Cosmo over at Invisible Oranges wrote on why people choose not to listen to new music anymore. Comments combined with the original article yielded a number of common points. First, that as listeners graduate from learning institutions and begin to grapple with the work required for serious adult life, time and energy for listening for music tends to diminish. Furthermore, once listeners start building relationships and families, their commitments increase and time available for musical appreciation is further eroded as getting to concerts or finding a chance to really let rip at high volume some life affirming death metal becomes increasingly difficult. Second, as time decreases expenditures seem to increase, so everything said with regard to the above also applies for funds available to actually buy music. Third, the way we find metal in the present has changed dramatically over the past twenty years. Even if one is to stay abreast of the latest social networking phenomena, Bandcamps and Myspace-alikes, this keeping in touch itself further contributes to time drain.
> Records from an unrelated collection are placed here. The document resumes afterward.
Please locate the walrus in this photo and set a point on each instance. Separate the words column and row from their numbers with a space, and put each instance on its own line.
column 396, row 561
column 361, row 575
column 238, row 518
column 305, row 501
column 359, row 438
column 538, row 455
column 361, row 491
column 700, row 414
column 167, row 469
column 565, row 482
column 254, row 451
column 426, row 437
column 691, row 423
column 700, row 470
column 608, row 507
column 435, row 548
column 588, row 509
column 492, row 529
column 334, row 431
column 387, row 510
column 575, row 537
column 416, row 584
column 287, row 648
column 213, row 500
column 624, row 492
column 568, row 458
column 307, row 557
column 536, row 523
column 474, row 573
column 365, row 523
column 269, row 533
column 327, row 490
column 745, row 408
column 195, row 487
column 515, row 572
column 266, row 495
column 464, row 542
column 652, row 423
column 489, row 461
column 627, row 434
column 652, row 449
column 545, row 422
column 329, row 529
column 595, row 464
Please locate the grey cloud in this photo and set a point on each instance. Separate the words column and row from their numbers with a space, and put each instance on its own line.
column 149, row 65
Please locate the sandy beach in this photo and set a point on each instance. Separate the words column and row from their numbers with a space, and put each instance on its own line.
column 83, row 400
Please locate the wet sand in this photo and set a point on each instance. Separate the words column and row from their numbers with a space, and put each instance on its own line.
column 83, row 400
Nevertheless, many metal heads like myself continue to look for albums which inspire them, which transmit a thrill similar to when they were younger. Part of this is obviously nostalgia. Reliving excitement seems to be as almost as popular recreation as finding ways to do said reliving. Part of it too is that having lived so long with metal, we have seen it change, develop and evolve over the decades and these changes are always compelling . Not unlike jazz, metal means differently to whomever is asked, and so when we hear something new, something inventive, something radical that is sustained over the course of a whole album and not just a song or a soundbite the result is religious experience.
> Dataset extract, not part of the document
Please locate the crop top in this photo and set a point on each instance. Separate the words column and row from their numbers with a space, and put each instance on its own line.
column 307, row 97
Enter, “Ritual”. Just like everyone else who pressed play on the first track, I thought, “cool, a new BDM record”. And then the second track started, then the third and fourth… These much maligned short-haired metallers show how it is done. The speed, ferocity and rhythmic devastation are all present. TBDM both “do” the zeitgeist and transcend it with their Faith No More-like ability to mesh genre. Witness the seamless segue into a Nachtmystium-esque black metal pre-chorus on “Moonlight Equilibrium” or the twisted rhythmic contortions and brutality on the Meshuggah-meets-Suffocation-meets-Morbid Angel sounding “On Stirring Seas of Salted Blood”. Then there is the exquisite reprise of the opening strings refrain on “Blood in the Ink”, the way the forlorn melody blends with the rhythm and melds and informs the vocal line is truly modern metal. In fact it is the relentless incorporation of melody, memorable interludes and simply flat out consciousness-raising solos are interwoven throughout, that make this album probably the metal album of 2011. There may be “more” brutal acts out there, more “progressive” and more “melodic” ones too, but no one is putting it all together and coming up with the songs as well as TBDM.
“Ritual” is out and has an entry level priced vinyl pressing $17 or less, including postage – depending on where you live. And since it has that very groovy, Valnoir Mortsonge designed satanic/occult-tastic cover art, try giving me one reason why you should not own ritual on wax!